[v2,2/2] x86/mce: Report only DRAM ECC as memory errors on AMD systems
diff mbox series

Message ID 20171207203955.118171-2-Yazen.Ghannam@amd.com
State New, archived
Headers show
Series
  • [v2,1/2] x86/mce/AMD: Define function to get SMCA bank type
Related show

Commit Message

Ghannam, Yazen Dec. 7, 2017, 8:39 p.m. UTC
From: Yazen Ghannam <yazen.ghannam@amd.com>

The MCA_STATUS[ErrorCodeExt] field is very bank type specific. We currently
check if the ErrorCodeExt value is 0x0 or 0x8 in mce_is_memory_error(), but
we don't check the bank.

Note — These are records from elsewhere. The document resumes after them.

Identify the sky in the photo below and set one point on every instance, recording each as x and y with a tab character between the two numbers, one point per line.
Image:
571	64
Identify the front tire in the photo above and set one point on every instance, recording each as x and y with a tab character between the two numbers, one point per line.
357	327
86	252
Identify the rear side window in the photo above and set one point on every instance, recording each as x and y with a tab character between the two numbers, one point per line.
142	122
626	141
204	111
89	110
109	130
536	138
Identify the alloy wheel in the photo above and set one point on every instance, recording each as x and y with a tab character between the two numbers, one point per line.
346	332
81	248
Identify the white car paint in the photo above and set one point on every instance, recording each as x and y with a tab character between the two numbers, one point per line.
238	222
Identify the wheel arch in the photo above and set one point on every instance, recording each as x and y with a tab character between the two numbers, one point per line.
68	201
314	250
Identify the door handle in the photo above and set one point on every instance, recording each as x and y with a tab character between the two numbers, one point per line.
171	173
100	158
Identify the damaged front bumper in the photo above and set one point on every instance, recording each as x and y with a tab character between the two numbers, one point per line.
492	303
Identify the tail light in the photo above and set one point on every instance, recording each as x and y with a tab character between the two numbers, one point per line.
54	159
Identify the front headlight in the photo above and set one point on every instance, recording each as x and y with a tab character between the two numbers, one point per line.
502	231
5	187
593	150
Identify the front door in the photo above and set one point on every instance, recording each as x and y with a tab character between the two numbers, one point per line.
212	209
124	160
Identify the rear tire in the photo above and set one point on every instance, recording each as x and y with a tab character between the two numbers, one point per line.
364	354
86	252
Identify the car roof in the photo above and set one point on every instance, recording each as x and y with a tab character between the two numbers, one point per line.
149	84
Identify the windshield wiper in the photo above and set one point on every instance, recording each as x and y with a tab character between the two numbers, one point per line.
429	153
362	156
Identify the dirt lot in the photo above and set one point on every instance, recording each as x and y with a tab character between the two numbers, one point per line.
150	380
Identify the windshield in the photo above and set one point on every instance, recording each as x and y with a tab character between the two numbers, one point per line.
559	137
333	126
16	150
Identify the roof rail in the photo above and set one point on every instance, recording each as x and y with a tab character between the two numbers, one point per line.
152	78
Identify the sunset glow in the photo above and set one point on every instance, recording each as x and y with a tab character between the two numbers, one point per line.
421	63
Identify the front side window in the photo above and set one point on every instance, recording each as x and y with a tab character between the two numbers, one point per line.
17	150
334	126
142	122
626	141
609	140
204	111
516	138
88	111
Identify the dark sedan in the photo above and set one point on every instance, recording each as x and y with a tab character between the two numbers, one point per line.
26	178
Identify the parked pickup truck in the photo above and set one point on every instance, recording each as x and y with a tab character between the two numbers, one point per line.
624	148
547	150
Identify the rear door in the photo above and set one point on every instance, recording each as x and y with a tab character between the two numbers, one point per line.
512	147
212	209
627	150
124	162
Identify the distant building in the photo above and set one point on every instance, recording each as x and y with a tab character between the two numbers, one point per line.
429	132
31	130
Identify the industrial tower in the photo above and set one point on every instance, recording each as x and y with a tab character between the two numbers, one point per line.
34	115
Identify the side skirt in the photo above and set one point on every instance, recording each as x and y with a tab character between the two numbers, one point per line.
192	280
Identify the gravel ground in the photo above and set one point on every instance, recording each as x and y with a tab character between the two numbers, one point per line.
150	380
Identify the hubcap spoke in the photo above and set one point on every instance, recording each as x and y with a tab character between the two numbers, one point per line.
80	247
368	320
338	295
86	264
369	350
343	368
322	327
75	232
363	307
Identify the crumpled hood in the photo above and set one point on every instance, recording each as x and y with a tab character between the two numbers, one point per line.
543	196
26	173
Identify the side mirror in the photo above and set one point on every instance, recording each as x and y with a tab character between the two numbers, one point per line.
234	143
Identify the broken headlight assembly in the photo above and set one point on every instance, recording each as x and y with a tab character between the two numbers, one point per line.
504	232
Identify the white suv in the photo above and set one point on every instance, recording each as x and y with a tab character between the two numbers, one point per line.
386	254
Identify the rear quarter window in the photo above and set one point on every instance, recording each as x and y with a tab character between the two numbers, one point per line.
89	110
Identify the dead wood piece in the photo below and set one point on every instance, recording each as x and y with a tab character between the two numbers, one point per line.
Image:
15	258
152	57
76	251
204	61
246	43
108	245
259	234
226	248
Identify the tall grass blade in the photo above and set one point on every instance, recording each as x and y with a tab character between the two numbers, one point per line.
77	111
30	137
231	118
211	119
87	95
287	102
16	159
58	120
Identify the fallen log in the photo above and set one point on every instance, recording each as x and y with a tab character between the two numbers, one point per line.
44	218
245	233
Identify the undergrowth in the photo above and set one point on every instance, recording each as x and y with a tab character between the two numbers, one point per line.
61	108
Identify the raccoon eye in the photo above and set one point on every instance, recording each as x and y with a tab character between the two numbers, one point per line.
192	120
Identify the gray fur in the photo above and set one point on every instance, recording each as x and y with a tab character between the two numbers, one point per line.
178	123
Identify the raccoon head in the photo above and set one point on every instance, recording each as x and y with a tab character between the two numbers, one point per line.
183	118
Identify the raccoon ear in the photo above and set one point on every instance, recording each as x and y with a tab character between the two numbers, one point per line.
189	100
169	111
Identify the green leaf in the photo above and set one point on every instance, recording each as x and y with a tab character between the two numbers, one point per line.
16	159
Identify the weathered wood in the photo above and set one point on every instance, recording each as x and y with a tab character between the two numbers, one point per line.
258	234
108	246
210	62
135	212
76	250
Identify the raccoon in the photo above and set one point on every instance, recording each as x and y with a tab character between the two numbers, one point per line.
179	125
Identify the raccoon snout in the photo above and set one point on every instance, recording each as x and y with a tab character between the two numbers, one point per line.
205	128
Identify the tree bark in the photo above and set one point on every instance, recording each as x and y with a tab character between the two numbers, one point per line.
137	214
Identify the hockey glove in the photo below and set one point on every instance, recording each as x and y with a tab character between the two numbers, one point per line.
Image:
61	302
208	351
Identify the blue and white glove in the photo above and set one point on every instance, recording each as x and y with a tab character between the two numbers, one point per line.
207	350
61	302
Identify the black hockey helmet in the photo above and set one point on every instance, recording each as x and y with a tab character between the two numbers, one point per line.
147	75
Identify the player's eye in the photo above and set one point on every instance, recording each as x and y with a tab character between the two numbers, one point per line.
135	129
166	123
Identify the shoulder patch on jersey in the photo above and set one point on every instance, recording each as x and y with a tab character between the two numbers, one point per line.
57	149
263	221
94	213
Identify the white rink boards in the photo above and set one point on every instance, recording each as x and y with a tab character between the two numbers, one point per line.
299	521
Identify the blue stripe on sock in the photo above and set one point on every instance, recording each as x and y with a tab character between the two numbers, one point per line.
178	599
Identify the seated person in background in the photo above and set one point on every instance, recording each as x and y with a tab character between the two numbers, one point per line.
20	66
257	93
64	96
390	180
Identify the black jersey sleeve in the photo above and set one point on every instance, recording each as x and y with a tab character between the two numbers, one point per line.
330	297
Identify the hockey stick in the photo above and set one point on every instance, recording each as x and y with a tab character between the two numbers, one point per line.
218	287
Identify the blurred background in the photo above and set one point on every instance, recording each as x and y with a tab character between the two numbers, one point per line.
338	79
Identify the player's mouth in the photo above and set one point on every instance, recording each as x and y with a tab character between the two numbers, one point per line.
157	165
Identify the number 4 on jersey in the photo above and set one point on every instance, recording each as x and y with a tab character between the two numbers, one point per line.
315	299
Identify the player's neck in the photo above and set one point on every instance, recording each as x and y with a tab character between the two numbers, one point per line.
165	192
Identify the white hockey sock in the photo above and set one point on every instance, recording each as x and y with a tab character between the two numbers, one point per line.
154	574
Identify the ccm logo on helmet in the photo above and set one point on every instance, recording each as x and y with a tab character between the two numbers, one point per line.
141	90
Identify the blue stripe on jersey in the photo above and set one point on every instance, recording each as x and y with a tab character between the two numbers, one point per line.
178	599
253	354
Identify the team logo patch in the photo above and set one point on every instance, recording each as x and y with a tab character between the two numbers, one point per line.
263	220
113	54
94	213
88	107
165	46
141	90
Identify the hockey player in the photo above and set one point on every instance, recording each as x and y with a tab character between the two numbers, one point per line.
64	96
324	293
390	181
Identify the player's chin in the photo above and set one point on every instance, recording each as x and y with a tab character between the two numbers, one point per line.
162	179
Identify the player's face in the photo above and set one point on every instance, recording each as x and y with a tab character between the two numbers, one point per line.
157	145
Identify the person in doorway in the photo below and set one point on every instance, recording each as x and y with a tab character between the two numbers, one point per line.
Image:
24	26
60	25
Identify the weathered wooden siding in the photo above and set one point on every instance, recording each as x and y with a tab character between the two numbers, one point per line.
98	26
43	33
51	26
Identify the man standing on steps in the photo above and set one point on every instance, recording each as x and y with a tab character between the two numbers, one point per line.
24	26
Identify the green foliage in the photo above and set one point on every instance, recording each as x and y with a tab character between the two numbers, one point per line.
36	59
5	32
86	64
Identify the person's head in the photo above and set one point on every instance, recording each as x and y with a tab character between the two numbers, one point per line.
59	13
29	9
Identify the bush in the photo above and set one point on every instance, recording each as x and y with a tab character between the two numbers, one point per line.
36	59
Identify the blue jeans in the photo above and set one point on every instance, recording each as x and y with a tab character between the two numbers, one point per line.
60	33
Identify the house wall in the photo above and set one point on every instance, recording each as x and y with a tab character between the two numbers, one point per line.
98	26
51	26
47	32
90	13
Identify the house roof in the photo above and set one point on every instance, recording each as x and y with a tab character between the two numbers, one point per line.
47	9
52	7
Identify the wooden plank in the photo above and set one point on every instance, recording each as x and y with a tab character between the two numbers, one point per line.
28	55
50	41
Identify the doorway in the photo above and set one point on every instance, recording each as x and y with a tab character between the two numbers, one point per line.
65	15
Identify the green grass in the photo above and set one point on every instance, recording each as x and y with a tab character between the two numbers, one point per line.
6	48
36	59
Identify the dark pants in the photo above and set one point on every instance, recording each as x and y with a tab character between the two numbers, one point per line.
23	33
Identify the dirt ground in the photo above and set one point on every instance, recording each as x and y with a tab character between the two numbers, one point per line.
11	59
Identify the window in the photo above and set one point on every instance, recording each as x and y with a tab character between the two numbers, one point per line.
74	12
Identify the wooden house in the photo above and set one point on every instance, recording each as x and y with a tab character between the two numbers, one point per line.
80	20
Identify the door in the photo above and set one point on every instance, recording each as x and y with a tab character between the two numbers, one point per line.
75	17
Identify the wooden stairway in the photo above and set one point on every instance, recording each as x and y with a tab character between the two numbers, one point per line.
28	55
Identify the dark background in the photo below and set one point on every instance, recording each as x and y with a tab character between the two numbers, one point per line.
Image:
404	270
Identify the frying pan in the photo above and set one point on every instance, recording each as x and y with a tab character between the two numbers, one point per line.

This means that we could flag non-memory errors as
memory errors.

We know that we want to flag DRAM ECC errors as memory errors, so let's do
those cases first. We can add more cases later when needed.

Check that bank type is UMC and xec is 0 on SMCA systems.

Check that bank is 4 (Northbridge) and xec is 8 on legacy systems.

Define a wrapper function in mce_amd.c so we can use SMCA enums.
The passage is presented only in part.